# St. Andrews Bay, 6/8



## Ringo Redux

Pops and I hit the water late this morning after I dropped my mutt off at the vet. We got on the water around 0815 to some ESE winds that were making the Bay pretty chippy. We figured the late start wouldn't matter much because of our tide structure being what it is - early afternoon high tides and midnight low tides. Our "spot" in the bay wasn't really fishable because we had to fight the wind and tide movement, so we moved south towards the pass to a place where we caught some spanish earlier in the year. We staked out our drift in about 5 feet of water and starting tossing some line. Dad was on a spinning reel throwing a chartreuse twin tail, and I started with a spinning reel and twitch bait (Mirrodine 17MR, white/red). We both got some strikes, and I foul hooked a ladyfish that threw it off (figures).

Around 0840 or so I switched over to a baitcaster and 1 piece rod - I've almost never fished a baitcaster and wanted to expand my horizons a little. Well, I got the hang of it pretty quickly and threw a topwater for the rest of the day. I hooked several bluefish, ladyfish, one good sized spanish, and a few trout. The only ones that stayed in the boat were the spanish, 1 blue and 1 lady. The topwater they hit was a zarra spook jr. We chased some bait around with spoons after that, but no joy. 

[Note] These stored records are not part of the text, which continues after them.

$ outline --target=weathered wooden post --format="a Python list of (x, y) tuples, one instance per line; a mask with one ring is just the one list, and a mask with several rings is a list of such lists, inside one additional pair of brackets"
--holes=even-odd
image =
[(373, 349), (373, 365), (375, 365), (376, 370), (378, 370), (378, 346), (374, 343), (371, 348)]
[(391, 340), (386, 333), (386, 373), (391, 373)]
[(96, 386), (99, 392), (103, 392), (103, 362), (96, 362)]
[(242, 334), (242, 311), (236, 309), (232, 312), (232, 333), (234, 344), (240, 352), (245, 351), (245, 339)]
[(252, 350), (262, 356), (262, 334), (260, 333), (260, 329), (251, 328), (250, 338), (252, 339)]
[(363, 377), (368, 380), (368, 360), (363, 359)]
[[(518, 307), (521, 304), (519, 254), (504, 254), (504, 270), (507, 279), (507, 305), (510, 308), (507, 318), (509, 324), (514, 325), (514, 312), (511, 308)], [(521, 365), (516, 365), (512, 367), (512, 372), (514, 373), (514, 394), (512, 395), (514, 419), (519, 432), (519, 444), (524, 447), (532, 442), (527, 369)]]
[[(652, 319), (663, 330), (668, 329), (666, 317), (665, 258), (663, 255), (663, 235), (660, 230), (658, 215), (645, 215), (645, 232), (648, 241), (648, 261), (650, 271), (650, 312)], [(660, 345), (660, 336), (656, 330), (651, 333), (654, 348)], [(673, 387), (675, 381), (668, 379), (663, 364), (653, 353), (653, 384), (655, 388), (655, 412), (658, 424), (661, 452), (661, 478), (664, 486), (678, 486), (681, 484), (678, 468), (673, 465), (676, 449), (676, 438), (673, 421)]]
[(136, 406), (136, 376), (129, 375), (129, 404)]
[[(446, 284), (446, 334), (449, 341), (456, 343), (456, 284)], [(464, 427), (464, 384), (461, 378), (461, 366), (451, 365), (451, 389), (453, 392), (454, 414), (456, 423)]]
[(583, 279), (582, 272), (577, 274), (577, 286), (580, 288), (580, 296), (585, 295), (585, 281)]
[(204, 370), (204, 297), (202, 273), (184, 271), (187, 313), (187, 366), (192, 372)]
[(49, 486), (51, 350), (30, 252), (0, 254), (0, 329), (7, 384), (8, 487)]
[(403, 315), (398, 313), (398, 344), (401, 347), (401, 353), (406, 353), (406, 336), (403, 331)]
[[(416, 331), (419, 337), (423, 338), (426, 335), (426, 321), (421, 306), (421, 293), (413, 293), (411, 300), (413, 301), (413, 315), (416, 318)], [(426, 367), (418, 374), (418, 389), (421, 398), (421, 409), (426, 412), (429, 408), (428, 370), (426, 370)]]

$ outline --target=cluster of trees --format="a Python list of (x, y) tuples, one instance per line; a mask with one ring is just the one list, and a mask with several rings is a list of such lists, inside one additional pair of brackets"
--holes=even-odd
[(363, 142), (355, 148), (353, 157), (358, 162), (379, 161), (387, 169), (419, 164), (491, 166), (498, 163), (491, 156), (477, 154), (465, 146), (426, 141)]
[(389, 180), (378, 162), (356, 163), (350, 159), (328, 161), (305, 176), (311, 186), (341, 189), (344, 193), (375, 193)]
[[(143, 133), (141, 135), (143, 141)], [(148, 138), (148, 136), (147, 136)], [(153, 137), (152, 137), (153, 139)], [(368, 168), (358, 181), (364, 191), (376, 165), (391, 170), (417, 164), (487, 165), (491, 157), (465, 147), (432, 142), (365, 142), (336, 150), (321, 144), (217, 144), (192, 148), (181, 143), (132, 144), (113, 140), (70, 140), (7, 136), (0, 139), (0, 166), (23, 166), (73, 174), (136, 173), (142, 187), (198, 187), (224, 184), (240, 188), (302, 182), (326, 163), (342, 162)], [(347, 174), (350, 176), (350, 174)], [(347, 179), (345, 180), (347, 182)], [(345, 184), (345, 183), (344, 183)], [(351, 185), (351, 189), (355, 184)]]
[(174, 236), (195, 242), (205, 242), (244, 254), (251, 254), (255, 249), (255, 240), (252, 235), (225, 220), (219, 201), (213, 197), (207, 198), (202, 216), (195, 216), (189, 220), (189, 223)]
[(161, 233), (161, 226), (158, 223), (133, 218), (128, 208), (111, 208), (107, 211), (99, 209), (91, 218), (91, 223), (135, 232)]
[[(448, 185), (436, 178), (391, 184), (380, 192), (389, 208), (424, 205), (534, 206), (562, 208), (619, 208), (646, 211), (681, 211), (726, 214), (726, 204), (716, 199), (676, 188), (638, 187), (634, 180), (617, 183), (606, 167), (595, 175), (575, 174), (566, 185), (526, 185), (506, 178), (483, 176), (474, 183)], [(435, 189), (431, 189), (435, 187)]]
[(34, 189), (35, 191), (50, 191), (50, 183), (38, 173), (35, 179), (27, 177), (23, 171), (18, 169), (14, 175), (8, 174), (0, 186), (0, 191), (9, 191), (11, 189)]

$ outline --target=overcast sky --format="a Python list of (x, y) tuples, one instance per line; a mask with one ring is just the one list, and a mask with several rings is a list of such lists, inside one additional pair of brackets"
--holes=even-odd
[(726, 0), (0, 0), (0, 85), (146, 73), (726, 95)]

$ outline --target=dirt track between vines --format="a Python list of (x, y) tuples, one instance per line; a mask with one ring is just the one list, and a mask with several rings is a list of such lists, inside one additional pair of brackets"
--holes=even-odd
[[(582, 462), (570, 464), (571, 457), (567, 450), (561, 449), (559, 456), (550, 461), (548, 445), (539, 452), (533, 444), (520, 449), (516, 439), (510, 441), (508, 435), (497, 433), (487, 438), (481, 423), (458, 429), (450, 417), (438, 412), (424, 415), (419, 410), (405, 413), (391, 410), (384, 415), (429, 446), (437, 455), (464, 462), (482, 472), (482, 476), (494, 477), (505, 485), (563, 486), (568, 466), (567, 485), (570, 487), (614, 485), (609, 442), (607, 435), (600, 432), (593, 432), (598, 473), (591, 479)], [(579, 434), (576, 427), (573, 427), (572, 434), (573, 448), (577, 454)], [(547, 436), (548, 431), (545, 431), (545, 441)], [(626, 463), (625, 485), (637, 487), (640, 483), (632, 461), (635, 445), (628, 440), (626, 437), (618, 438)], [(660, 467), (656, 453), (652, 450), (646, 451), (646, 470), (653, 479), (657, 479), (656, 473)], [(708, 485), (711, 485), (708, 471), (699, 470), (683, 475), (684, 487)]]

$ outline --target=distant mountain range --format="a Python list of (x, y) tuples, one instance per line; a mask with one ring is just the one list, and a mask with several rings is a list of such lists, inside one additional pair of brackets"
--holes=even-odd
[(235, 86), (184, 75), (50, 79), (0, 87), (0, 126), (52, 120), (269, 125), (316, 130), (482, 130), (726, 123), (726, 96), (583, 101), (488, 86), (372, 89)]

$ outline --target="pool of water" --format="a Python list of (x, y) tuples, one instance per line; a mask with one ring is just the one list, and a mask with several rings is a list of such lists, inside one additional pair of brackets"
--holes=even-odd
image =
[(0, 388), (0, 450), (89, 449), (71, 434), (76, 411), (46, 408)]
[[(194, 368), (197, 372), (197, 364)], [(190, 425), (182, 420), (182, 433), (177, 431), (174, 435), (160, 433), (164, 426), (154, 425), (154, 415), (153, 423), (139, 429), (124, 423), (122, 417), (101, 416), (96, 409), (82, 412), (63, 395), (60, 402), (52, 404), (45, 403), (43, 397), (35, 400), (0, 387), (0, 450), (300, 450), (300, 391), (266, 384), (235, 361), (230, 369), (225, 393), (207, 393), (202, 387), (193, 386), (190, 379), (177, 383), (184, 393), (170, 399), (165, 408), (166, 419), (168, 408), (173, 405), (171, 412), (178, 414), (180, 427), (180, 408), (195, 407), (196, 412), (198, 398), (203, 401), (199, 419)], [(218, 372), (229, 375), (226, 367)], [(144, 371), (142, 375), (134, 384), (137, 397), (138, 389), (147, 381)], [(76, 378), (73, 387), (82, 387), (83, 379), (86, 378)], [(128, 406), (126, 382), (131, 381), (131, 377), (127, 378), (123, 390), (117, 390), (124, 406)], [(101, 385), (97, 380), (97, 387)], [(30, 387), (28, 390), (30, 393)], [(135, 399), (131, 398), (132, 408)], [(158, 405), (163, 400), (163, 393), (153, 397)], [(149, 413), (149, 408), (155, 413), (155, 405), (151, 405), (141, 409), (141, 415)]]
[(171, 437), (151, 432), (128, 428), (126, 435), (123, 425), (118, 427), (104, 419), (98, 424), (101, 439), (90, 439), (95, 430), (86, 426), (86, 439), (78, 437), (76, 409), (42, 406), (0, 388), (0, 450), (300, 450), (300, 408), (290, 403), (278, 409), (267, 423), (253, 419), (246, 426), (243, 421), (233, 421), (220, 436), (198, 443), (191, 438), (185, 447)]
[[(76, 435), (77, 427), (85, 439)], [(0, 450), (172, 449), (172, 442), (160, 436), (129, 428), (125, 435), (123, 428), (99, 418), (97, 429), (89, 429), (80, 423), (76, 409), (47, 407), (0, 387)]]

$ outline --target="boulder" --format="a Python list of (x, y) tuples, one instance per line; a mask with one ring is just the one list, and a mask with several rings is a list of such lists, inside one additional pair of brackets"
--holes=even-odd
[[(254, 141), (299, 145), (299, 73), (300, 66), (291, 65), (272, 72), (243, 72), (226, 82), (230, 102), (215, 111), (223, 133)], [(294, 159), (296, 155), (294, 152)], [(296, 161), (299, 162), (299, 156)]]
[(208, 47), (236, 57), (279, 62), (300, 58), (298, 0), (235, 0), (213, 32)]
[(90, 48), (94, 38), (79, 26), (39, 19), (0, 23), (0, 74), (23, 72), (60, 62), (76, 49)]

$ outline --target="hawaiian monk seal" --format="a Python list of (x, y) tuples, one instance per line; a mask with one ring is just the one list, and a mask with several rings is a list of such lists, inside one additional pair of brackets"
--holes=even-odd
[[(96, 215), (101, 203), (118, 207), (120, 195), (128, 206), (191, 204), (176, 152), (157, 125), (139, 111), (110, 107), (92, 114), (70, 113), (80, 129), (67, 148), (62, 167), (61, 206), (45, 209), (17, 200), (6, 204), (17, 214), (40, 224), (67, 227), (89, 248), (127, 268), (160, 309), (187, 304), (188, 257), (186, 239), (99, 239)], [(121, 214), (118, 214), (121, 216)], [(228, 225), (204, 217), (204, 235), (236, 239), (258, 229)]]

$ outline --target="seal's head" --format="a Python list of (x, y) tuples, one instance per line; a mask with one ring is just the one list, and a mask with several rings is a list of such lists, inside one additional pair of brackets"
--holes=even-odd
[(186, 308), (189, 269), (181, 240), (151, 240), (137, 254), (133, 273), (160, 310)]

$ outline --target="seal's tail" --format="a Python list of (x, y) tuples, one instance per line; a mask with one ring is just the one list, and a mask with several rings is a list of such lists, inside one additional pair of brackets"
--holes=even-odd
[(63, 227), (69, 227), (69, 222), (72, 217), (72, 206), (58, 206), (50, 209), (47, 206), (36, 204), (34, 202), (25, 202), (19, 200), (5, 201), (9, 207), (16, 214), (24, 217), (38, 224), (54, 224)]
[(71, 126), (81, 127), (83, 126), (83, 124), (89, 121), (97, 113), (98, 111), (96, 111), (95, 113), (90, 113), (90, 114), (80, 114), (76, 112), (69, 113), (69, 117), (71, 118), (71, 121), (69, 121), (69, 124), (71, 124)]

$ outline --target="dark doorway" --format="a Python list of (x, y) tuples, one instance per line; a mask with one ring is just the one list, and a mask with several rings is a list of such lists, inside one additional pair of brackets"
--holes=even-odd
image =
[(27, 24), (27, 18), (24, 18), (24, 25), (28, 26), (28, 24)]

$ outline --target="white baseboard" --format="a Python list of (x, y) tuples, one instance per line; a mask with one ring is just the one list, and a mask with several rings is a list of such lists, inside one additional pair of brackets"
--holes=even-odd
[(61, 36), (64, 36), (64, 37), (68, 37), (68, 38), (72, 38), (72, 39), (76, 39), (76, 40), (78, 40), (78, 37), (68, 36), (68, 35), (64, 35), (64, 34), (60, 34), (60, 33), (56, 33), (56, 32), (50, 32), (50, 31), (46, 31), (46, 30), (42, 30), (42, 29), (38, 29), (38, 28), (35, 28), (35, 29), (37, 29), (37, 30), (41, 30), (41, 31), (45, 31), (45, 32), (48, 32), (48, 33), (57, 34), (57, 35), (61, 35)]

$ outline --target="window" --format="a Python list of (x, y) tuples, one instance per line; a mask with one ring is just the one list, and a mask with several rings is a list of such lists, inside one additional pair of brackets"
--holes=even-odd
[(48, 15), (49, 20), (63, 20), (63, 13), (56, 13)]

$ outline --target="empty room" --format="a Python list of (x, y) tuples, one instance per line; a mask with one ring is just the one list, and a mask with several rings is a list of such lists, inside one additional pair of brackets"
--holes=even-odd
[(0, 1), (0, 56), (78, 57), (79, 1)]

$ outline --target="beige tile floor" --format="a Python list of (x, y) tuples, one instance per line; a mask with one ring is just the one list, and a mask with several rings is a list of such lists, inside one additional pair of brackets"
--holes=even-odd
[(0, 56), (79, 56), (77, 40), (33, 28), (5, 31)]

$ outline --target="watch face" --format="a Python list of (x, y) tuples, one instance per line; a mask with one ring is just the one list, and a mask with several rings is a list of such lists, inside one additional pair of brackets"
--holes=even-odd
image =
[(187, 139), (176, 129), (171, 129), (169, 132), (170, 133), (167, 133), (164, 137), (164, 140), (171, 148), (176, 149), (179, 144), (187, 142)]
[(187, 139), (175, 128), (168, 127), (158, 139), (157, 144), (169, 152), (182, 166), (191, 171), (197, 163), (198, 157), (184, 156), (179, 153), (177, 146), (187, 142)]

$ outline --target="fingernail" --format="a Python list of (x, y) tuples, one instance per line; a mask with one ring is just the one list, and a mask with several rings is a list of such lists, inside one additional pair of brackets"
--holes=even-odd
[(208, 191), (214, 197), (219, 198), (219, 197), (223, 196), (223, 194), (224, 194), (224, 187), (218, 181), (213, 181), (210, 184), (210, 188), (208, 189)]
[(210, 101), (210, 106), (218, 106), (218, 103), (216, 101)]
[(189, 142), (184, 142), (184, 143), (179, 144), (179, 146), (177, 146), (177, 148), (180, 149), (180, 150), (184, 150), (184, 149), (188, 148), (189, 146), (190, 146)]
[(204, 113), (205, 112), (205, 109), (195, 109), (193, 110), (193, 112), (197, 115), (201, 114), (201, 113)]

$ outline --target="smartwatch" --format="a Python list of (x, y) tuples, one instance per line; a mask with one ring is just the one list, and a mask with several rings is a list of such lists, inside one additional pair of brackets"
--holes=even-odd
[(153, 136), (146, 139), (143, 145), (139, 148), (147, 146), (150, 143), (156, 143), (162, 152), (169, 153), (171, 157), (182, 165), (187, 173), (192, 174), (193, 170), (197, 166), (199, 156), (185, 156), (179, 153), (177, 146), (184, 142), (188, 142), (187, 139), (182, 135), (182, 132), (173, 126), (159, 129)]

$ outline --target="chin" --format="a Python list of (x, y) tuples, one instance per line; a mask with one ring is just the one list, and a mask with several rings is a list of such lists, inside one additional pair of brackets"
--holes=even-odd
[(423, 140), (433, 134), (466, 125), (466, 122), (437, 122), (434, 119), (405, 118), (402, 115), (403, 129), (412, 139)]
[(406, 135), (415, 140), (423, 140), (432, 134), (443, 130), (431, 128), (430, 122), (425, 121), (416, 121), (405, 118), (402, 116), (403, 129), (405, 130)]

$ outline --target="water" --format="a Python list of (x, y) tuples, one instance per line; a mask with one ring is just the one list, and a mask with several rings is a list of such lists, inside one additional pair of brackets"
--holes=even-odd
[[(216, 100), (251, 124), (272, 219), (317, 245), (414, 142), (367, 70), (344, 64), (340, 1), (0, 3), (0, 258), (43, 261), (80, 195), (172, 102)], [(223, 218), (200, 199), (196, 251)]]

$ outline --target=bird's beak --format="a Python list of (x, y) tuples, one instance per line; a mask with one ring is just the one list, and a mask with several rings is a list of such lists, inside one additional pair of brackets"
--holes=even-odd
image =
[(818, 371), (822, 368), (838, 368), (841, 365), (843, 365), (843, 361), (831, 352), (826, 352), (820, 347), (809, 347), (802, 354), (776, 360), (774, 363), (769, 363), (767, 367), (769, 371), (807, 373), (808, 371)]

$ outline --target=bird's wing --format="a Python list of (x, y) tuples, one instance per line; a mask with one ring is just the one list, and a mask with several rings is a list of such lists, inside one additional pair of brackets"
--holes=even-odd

Side note - we got stopped by game and fish for the second time in as many trips today. Same two guys, too. They were friendly and polite and very quick about checking our catch. Gave us a congrats on the fish and moved off - even offered some good fish knowledge I didn't know. So, I definitely appreciate those guys.


----------



## MrFish

Good deal. Looks like a good trip.


----------



## Ruger7mmmag

I can almost see my favorite inside the bay shark fishing spot in the back ground there as well as a great trout spot. See in the background there the water treatment "humps"? Just west of that is a drop off that cuts up behind the Buccanneer hotel. Late afternoons where it goes from 3 foot to deep (can't remember the depth anymore) is a nice spot this time of year. I used to wade it when I didn't feel like taking the boat out. That all stopped when a shark grabbed my stringer while tied to my waste!

Cool post! Always nice to see pics from the ole stomping grounds.


----------



## Ringo Redux

It was fun, Fish - fishing with my old man always is. Unless he outfishes me. Which is about a coin-flip most of the time.

Ruger - I figured that's what you meant! We ran over there this morning to gauge some depth, and I found the channel cut where the water drops off to depth. The bluefish and the ladyfish we kept were specifically for shark fishing!


----------



## Ruger7mmmag

Did you find the trout spot or the shark spot or both? They are two different spots. Close to the hotel is the trout spot. Further out in the bay in that channel is the shark spot. Though as you heard in my story above, they'll cruise up to the trout spot as well.

Is that green channel marker still out there SE of that big wooden platform marker?


----------



## Ringo Redux

Ruger - I only looked for the shark spot today, as I have "the fever." I'll have to look next time we head out there (which will hopefully be soon). As for the green marker - there isn't one close, but there is one across the bay at the point.


----------



## Ruger7mmmag

Either way, if you look on google earth, you can see the depth change and you know the general area now. After all, they are sharks and they travel that sucker so as long as you let the bait soak a while and stay by that channel, they should find you. At the worst, you're going to fight some VERY LARGE sail cats.


----------



## Fish-n-Fur

You boys eat the shark you catch, or just release them? I know some make skark fin soup, but i've never tried it...and not sure how the meat tastes either. ...just askin'. Thanks.


----------



## Ruger7mmmag

The sharks at that spot are often little 3-4 foot blacktips thought some bigger ones can cruise through there and yeah I eat them. The key is right when you catch one, gut him IMMEDIATELY. Cut from the top fin down all the way to his bottom fin. Then reach inside and pull EVERYTHING out. It'll clean up really nice. Then immediately put them on ice, LOTS of ice. You can pack it into the pouch you just made as well.

If you do that, then when you filet him later, you'll have two nice steaks for the grill. Check the limits, not sure how many you can keep, one per person or two per boat or something like that.


----------



## osborne311

Any particular shark species or sizes that are best to target for steaks?


----------



## Ruger7mmmag

Mako


----------